If you’ve decided to build this project, the DC offset voltage and the idle current needs to be adjusted first before going any further. Insert a jumper or shunt at the input of the amplifier. Do not connect any load or loudspeaker at the output of the amplifier. Adjust VR2 to a maximum resistance of 5KΩ; please refer to the schematic diagram where to access VR2 on top of PCB. Prepare 3 DMMs to measure the DC offset voltage at the output of the amplifier, the voltage between all the collectors of the PNP and NPN power output transistors and the current across the F+ fuse terminals. Experienced amp builders have more than 3 DMMs.
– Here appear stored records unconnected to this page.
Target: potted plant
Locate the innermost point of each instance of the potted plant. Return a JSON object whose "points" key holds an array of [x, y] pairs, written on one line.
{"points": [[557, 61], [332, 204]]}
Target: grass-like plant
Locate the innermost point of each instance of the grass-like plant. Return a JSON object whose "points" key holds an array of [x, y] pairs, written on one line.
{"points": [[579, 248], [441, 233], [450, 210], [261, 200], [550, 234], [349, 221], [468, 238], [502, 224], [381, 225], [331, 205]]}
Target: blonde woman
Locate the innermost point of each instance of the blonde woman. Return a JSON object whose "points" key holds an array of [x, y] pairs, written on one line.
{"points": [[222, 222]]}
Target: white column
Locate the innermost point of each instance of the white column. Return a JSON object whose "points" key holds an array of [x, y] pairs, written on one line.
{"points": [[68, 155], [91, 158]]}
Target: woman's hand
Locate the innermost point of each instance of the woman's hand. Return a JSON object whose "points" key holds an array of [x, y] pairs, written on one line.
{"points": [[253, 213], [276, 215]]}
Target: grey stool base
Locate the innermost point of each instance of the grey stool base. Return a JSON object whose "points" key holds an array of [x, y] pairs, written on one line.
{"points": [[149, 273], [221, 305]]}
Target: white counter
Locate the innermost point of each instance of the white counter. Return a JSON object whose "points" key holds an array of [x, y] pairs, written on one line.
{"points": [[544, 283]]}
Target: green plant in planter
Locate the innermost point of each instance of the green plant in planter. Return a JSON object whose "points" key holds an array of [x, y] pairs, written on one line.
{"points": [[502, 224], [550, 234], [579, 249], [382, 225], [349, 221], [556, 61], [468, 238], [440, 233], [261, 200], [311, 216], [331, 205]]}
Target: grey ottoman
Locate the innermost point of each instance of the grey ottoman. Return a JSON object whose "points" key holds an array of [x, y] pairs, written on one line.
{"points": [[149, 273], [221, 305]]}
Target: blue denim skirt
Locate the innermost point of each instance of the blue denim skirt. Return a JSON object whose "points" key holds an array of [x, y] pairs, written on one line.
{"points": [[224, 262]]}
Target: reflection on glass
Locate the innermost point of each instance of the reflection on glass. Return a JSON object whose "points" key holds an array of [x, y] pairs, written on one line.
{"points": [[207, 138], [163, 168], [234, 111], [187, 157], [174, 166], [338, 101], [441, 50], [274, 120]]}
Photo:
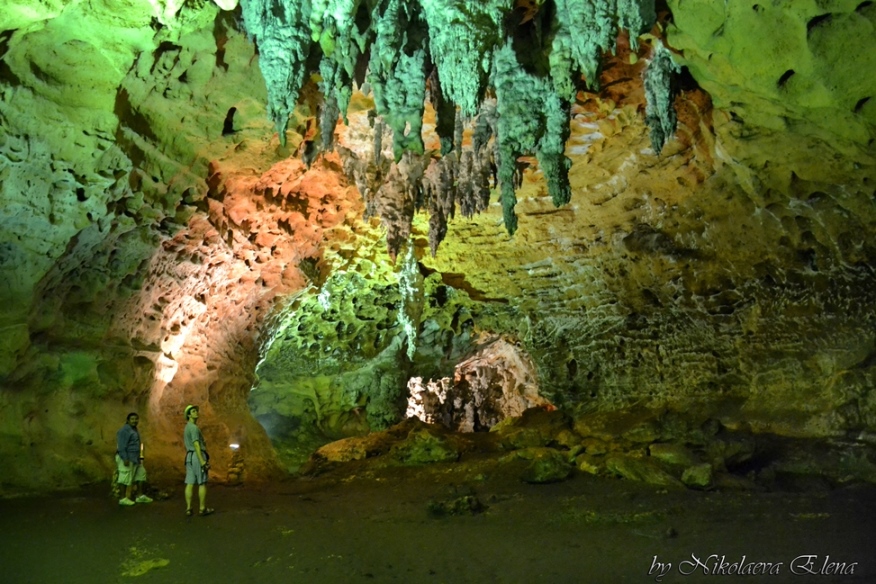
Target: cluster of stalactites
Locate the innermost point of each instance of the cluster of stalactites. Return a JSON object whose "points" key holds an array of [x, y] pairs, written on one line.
{"points": [[530, 57], [395, 190]]}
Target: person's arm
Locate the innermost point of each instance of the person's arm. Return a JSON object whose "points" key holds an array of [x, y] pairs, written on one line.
{"points": [[200, 454]]}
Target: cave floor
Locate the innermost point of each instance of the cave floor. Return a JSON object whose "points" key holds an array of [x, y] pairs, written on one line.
{"points": [[393, 524]]}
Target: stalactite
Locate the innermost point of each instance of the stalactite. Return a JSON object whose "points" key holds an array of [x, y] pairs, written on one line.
{"points": [[463, 51], [660, 93]]}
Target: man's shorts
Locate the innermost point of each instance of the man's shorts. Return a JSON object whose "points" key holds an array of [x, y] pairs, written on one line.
{"points": [[137, 472], [195, 473]]}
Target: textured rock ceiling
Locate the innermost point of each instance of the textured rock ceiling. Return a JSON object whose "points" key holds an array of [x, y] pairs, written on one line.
{"points": [[149, 259]]}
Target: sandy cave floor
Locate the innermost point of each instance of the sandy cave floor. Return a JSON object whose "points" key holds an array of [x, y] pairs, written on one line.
{"points": [[358, 523]]}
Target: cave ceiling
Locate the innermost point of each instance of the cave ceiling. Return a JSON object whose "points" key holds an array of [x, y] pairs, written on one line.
{"points": [[284, 211]]}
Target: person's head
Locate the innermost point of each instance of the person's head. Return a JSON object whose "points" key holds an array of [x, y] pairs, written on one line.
{"points": [[191, 413]]}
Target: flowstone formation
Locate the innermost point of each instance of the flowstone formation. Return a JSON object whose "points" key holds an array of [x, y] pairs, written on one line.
{"points": [[528, 55], [161, 246]]}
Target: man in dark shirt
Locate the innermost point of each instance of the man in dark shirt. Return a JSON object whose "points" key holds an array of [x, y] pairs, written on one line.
{"points": [[129, 460]]}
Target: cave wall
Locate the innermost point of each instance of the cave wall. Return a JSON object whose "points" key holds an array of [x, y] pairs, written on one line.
{"points": [[153, 256]]}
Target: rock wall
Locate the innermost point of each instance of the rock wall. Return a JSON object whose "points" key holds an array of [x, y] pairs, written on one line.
{"points": [[160, 245]]}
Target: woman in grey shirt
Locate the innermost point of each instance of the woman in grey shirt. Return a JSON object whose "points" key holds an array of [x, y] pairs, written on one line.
{"points": [[197, 462]]}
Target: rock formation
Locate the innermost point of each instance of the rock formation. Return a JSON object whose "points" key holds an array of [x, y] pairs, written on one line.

If a Variac transformer is available, connect the AC input of the project’s power supply to the output of the Variac transformer. Switch the power to ON and gradually adjust the Variac’s AC output from zero until the voltage output of the power supply reaches ±64VDC while keeping an eye on sudden increase in any DMM readings. If you have observed a sudden increase in any of the DMM readings, switch the power to OFF immediately before any populated component vaporizes and check the PCB for assembly errors. The picture above shows a DC offset voltage at 0.4mV; adjust VR1 to get to this value or less. The voltage across all the collectors of PNP and NPN power output transistors was measured at 10.9mV; adjust VR2 to read from 5mV to 10mV. Readjust VR2 to get the 5mV to 10mV reading after a warm-up period of approximately 10 minutes. The current across the F+ fuse terminals was measured at 141mA, this value is dependent on the adjustment of VR2. If you obtain similar DMM readings, you may proceed with music test! 

If a Variac transformer is unavailable, make sure that the power supply has been properly built and that the output voltage rails have been measured approximately ±64VDC before connecting it to the project. With the power supply at OFF, adjust VR2 for maximum resistance. Switch the power supply to ON; the DMM measuring the voltage across all the collectors of PNP and NPN power output transistors should read less than 1mV. If the DMM reading is more than 1mV and cannot be adjusted by VR2, power OFF immediately and check the PCB for assembly errors. If the DMM reading is less than 1mV wait for about 10 minutes until the bias have stabilized and then carefully adjust the reading from 5mV to 10mV. Adjust VR1 to set the DC offset voltage for minimum or within ±10mV DMM reading at the output of the amplifier, after that, you may proceed with music test! 

The next test procedure is optional, but if an oscilloscope, audio signal generator and 8Ω dummy load are available, the maximum power output before clipping can be measured. Be careful not to touch the heatsink or the dummy load during this test, they will get very hot!

  

The power output was measured using an HP3312A Function Generator set at 1KHz 1.92Vp-p (just before clipping occurs) sine wave output and connected directly to the input of the amplifier under test as well as the CH1 test probe of the oscilloscope. An 8Ω/700Watt dummy load was connected at the output of the amplifier under test as well as the CH2 test probe of the Tektronix TDS520D 500MHz DPO. The project’s prototype model produced 40.6Vrms across the 8Ω/700W dummy load or a power output of about 206W or more than 400W for a 4Ω load, as shown in the TEK hardcopy picture on the right. The oscilloscope’s horizontal scale was adjusted at 200uS to verify for any visible clipping or artifacts on either peak. This project was auditioned with Project 9, the LM1036 tone control project, with very impressive results!